In this case the task is to order all of the elements in an array.
There are many different algorithms for performing this same task;
each has its own advantages and disadvantages over other
algorithms. For this section of the lab you will write a function that
sorts a list using a different algorithm, insertion sort.
The insertion sort algorithm stores elements that have been inserted on the left side of the list and elements that have not been sorted yet on the right side of the list. Each iteration of the algorithm an element from the right, unsorted, side of the list is inserted (hence the name insertion sort) into the left side of the list such that the left side of the list is still sorted. When the algorithm begins, the unsorted side of the array is all of the elements in the input array, and the sorted side of the array contains nothing. The algorithm is complete when the unsorted side of the array is empty and the sorted side of the array contains all of the elements.
Before writing any code, sort a short list of integers on paper. Write five integers, with no duplicates, in non-sorted order. Draw an arrow or line to delineate where the sorted side of the list ends and where the unsorted side begins. Perform the first iteration of the algorithm by inserting the left-most element of the unsorted side of the list into sorted the sorted side. This is easy because the sorted list does not contain any element. The result of the first iteration is that the separator moves to the right by one element. The next iteration is also easy, the left-most element of the unsorted side of the list can only go into two locations when it is inserted into the sorted side of the list. It can either go before or after the only element in the sorted side of the list. Perform the insertion operation three more times, so that the list is sorted, before proceeding.

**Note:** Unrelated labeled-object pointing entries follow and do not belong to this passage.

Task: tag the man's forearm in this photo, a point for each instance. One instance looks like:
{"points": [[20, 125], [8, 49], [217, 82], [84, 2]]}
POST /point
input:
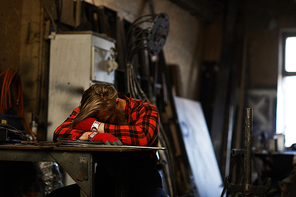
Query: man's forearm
{"points": [[86, 134]]}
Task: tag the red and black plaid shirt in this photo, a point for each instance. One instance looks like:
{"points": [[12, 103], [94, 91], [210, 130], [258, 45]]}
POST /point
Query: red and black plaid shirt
{"points": [[142, 128]]}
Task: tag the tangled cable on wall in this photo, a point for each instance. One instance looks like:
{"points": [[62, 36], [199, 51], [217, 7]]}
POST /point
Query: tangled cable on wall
{"points": [[155, 29]]}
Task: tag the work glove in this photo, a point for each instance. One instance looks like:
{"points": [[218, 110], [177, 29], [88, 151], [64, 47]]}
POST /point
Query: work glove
{"points": [[106, 138], [88, 124]]}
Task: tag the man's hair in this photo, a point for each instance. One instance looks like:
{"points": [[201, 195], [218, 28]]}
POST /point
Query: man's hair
{"points": [[100, 96]]}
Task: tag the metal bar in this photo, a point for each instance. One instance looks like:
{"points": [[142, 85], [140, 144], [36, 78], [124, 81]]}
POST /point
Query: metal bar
{"points": [[248, 151], [27, 155]]}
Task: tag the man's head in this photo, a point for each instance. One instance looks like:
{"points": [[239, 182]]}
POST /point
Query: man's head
{"points": [[99, 101]]}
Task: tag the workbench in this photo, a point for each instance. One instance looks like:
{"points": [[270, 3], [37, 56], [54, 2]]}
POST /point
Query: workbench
{"points": [[77, 161]]}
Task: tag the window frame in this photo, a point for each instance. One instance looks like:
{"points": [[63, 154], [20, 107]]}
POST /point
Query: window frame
{"points": [[283, 35]]}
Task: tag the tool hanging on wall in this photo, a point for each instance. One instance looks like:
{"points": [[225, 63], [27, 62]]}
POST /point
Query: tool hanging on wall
{"points": [[247, 188], [12, 96]]}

Some other things that you should consider before proceeding. How will
you represent where the sorted elements in the list end, and where the
unsorted elements begin? Would the program be any easier to write if
you first create a private helper fucntion to do some of the work? Be
sure to test your code. Create a program that imports selection_sort
from list_util.py, creates an un-sorted but non-random list of
integers, and prints the list before and after sorting.
Can you tell which sorting algorithm, selection or insertion, is
faster by looking at the code? Create a program to test your
intuition. The python module
timeit can be used
to time the execution of code. Read over the documentation for the
timeit module. In particular you will need the Timer
initialization
and the timeit
method. Also look over the file
timeit_test.py for an example of how to use the
timeit module.
In order to time the sorting functions, create a new file called
sort_timer.py that imports list_util.py and contains a class called
SortTimer
. The class should have a list instance variable that
contains a thousand integers. Initialize the list by using
list(range(1000))
. Add a method to the class that shuffles the
list using the shuffle
function of the random module. Also add two
method that sort the list, one with selection_sort
and the other
with insertion_sort
. Finally add a method that uses a Timer
to
time the two sorting functions on shuffled lists of 1000 integers.

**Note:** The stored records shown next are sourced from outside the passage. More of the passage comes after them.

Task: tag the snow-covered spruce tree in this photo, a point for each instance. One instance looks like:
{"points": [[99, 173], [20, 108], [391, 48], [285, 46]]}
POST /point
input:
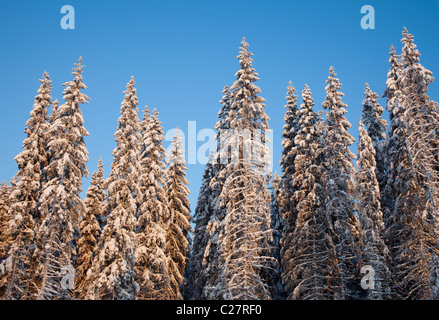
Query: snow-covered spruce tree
{"points": [[421, 116], [54, 112], [90, 228], [203, 212], [376, 128], [5, 191], [286, 197], [391, 146], [220, 159], [245, 230], [277, 225], [113, 271], [291, 127], [23, 210], [374, 251], [338, 184], [177, 239], [310, 262], [412, 233], [153, 214], [60, 203]]}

Run the program several times and notice that the elapsed time is
different every time. Do you know why this is? To compensate for this
variation, the test must be run enough times for the variation to
become small in comparison to the result. Find a value for the number
of executions of timeit
such that the faster algorithm's execution
time is at least a millisecond. Is the difference in the algorithms
what you expected? Can you explain the difference?
Last week, you generated plots using LibreOffice. This week, you will automatically generate plots using Turtle Graphics. Your program will time selection and insertion sort for list sizes ranging from 100 to 1,000, in increments of 50. You should run each timing a few times, and average them. You should then create a turtle window, an plot the times you generated.

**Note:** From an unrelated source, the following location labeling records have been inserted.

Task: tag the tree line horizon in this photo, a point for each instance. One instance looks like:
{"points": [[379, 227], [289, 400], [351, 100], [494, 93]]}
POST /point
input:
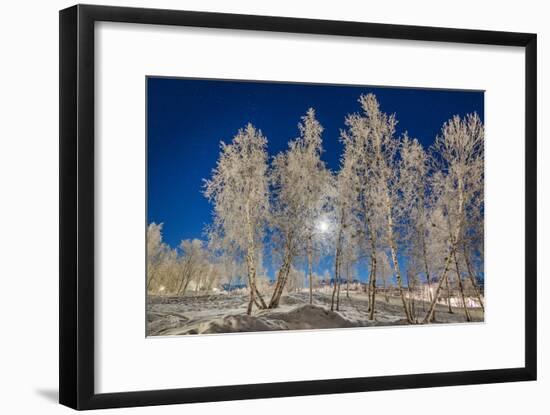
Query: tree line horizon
{"points": [[391, 203]]}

There are some complexities to consider when plotting your data. The first issue is that turtle places the origin in the center of the window. For your plots, you want the origin to be in the lower left-hand corner of the window. The easy solution is to manually shift your data points so that what you draw treats the lower left-hand corner as (0,0). Another solution is to change the world coordinates for turtle, so that it assumes (0,0) is in the lower left-hand corner of the window. You can do this through turtles setworldcoordinates method.
Another complexity is scale. It is very likely that the default scale in turtle, based on integer values, is too small to actually see the graph you are drawing. Changing the x-axis scale is simple, since you are in full control of that. You can essentially hard code that scale in your program. However, the y-axis scale will depend on the actual timings generated. To solve this problem, you should find the largest time you need to plot, define that to be the full height of the window, and proportionally scale the rest of your data based on that assumption.
Submit a zip file of your code on the course Inquire site that uses your last names as the file name.